そこで、今回は農作物につく排気ガスの安全性や対策方法をご紹介しましょう。
ベランダで家庭菜園を行っている方は、ぜひこの記事を読んでみてくださいね。
目次
1.排気ガスの危険性とは?
排気ガスとは、車のエンジン内でガソリンが燃えたり化学反応したりして生じた気体のことです。
車のマフラーから、真っ黒な気体が出ていますね。
あれが排ガスです。
排ガスの主成分は、一酸化炭素や硫黄酸化物、そして粒子状物質になります。
この粒子状物質のうち、2.5マイクロメートル以下のものがPM2.5と呼ばれるものです。
多量に吸いこめば、肺や呼吸器に重大な影響を与える可能性があるでしょう。
今は、環境に配慮してできるだけ有害物質を含まない排気ガスを出す自動車も増えています。

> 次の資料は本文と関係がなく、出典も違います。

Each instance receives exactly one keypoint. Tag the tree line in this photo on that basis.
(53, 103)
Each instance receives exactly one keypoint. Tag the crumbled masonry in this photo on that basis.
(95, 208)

しかし、古いトラックなどの大型車に搭載されているディーゼルエンジンからは、今でも有害物質が多く出ているのです。
つまり、幹線道路のそばにある住宅ほど、排気ガスの悪影響は受けやすいでしょう。
2.排気ガスが農作物へおよぼす影響とは?
実は、排気ガスが農作物へおよぼす影響はあまり問題になっていないのです。
郊外に行けば、幹線道路の外側に田畑が広がっている光景は珍しくありません。
つまり、日本で作られている農作物の多くに、排気ガスはかかっているのです。
また、大規模な農家は農作業にトラクターなどを使うのですが、これらからも排気ガスは出ます。
さらに、排気ガスは農作物に直接かけられるわけではありません。
一度空気中に放出されてから、その一部が農作物に付着するのです。
ですから、「食べたら即体に影響が出る」ほどの排気ガスが農作物に付着する可能性はとても低いでしょう。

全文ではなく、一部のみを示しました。